As bombs cut through the Afghanistan sky, Tino, Jeter and Brosius were sending their own bombs into the New York night, destroying despair and any notion of inner surrender to fear.
Because, in America, we still have heroes, we still have triumphs and we'll never run out of things to cheer for. Baseball reminds us of that.
The all of baseball history is a continuum. From spring to spring, from summer to summer and from autumn to autumn, it's as eternal a cycle as you'll find in our protean culture. We are a nation obsessed with newness, with leaving things not remembered for things soon to be forgotten.
But baseball is a sure thing, as sure as the sound of a home run as it leaves the bat. These teams, these players -- the story of one baseball season -- always stay the same. It's only the faces that change.
Today's Derek Jeter was yesterday's Joe Carter. Before that, it was Pudge Fisk.
Koufax and Drysdale have become Johnson and Schilling.
Rollie Fingers is not gone. Because he's still there on the mound, in Mariano Rivera, still closing out the ninth.
This genealogy stretches back too far and spreads too wide for my young mind to chart. But it doesn't need to be charted. Because what every generation before me witnessed is here again, happening again. The history of baseball truly -- and wonderfully -- repeats itself.
Those bottom-of-the-ninth shots launched into the New York night were less miracles than they were echoes. Echoes rippling from a thousand nights like these World Series nights when the hopes and dreams of a nation were poured into one game, one at-bat -- one marvelous hit.

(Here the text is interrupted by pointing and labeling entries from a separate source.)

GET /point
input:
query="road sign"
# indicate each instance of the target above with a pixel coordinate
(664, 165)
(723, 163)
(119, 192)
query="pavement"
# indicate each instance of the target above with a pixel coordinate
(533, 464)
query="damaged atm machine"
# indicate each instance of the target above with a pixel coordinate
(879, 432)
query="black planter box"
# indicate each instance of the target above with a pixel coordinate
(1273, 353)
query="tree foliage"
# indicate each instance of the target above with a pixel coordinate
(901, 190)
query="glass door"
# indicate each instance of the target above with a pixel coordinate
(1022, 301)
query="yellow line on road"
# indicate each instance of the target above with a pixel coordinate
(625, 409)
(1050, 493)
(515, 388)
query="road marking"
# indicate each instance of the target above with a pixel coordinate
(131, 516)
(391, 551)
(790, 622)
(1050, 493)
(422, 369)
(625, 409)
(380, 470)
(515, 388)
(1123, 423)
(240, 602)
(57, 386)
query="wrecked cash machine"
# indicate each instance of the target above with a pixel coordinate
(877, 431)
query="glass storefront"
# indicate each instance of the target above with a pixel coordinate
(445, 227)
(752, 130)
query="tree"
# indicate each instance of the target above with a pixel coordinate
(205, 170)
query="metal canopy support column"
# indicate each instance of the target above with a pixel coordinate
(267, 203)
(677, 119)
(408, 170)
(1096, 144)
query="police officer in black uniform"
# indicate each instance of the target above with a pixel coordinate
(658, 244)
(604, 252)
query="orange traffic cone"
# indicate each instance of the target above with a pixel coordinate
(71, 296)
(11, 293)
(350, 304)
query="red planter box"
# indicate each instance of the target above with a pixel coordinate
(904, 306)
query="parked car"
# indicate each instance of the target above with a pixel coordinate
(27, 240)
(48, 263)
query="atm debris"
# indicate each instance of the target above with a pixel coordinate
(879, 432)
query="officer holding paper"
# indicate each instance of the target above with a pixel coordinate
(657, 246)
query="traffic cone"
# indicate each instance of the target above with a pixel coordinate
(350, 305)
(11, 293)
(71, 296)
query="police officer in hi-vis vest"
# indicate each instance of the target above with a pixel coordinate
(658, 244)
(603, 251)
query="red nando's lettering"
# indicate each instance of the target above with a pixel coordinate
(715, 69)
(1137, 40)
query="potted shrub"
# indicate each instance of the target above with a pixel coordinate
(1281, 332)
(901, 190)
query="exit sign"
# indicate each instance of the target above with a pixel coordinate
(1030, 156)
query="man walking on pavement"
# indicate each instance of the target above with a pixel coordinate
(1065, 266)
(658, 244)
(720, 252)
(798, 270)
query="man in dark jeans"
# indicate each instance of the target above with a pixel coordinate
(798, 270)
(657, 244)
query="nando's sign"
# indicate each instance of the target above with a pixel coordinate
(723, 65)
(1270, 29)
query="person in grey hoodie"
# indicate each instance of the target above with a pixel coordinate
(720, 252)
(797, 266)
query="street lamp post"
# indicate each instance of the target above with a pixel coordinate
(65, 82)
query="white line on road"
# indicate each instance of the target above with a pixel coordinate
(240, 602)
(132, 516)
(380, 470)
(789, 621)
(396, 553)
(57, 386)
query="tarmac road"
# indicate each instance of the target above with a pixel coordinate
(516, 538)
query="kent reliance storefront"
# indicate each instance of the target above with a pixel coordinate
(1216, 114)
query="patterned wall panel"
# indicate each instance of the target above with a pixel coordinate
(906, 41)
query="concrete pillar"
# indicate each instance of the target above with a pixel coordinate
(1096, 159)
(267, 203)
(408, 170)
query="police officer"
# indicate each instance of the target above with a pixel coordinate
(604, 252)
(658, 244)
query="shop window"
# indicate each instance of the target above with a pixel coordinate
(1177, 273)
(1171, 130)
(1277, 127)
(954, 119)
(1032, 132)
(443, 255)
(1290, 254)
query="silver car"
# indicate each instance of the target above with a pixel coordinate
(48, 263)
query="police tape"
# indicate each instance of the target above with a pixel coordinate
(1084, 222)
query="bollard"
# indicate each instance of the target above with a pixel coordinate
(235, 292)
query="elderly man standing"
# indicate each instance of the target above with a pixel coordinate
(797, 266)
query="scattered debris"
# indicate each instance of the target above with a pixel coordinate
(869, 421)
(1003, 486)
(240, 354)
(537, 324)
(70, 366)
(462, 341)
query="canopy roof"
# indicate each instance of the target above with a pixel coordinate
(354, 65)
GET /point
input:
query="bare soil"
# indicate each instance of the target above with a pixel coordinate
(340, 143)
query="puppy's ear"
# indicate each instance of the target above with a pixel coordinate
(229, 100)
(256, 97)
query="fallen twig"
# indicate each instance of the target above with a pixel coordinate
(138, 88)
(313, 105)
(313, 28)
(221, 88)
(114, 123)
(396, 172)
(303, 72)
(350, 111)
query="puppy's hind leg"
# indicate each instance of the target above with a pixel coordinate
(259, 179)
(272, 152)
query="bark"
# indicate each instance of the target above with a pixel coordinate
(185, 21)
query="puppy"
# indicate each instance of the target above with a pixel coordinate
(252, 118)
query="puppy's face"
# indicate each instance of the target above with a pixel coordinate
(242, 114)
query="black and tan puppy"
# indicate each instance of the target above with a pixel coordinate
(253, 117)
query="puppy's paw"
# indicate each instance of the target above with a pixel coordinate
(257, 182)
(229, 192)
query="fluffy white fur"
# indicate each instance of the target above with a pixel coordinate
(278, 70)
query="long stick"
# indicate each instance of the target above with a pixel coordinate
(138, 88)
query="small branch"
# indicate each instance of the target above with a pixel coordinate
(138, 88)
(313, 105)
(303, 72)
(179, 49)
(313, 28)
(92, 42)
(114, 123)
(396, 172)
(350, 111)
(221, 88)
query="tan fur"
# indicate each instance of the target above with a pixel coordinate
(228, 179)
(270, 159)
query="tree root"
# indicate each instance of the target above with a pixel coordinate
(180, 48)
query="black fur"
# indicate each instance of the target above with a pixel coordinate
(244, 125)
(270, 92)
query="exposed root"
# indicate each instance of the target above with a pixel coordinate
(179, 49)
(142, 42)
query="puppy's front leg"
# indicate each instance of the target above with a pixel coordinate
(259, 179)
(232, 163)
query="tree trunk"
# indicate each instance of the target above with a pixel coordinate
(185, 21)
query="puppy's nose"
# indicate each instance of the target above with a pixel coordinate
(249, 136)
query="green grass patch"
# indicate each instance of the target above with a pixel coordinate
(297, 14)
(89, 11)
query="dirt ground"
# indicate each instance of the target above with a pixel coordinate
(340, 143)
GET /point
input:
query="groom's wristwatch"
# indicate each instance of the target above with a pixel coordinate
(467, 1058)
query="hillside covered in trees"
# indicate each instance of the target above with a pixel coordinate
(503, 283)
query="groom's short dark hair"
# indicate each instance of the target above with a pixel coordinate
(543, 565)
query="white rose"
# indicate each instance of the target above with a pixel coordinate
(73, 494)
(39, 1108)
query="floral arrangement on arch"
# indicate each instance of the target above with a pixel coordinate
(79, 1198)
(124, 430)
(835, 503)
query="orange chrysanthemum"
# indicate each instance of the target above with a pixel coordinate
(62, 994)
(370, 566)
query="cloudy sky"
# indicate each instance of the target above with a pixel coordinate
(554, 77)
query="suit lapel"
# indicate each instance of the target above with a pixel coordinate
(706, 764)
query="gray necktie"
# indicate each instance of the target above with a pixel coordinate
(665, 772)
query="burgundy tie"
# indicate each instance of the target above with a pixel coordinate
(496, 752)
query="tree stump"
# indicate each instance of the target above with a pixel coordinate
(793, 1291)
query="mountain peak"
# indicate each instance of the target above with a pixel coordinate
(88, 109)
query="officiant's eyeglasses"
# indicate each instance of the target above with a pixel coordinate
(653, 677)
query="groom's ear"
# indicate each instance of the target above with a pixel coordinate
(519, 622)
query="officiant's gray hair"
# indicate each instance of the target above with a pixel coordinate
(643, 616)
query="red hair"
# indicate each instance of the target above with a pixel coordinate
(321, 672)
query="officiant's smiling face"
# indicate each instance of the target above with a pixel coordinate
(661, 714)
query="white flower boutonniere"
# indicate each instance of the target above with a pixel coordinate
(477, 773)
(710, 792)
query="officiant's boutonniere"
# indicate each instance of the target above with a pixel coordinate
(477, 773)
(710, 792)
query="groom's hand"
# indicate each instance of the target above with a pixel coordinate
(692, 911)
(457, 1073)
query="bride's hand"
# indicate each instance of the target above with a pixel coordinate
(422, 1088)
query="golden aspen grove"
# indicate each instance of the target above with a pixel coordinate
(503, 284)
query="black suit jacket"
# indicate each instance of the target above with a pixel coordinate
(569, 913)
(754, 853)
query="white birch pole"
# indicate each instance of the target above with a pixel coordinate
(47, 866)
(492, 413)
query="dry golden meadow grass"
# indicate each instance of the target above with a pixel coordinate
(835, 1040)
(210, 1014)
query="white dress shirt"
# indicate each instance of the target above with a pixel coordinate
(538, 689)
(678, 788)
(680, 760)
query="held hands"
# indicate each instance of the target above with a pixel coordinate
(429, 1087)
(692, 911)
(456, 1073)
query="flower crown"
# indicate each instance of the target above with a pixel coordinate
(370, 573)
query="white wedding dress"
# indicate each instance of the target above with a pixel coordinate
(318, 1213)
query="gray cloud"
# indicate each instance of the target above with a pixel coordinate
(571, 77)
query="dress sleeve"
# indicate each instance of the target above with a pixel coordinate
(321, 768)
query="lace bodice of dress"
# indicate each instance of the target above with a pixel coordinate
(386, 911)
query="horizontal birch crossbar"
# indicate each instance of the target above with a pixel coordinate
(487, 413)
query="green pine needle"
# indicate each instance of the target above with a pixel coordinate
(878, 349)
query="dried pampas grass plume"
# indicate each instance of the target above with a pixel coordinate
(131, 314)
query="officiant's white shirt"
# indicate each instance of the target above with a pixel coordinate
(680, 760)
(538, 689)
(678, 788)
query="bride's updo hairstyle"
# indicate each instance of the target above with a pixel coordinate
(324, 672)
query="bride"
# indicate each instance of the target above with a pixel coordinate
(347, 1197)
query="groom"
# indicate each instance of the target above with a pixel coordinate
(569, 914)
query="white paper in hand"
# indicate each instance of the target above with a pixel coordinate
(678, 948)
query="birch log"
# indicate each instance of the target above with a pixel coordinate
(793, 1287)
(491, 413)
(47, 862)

The echoes keep coming back. They move throughout the country and grow in volume. They reach into every home with a TV set tuned to the game. They reach into every heart hinged to balls and strikes. We cling to the continuity they offer. It's a gauge by which we know who we are, a gauge which reminds us that we are not about to change.
We always return to baseball.
We return to it like a monument. We pass it down like an heirloom. We cherish it like an old family story that never seems old.
After two months of horror, Arizona and New York gave us a week of wonder. But it wasn't magic driving these games.
It was history. A baseball century moving undeniably into the next. The American Spirit moving right beside it. Alex Wong is a senior English major from Wyckoff, N.J.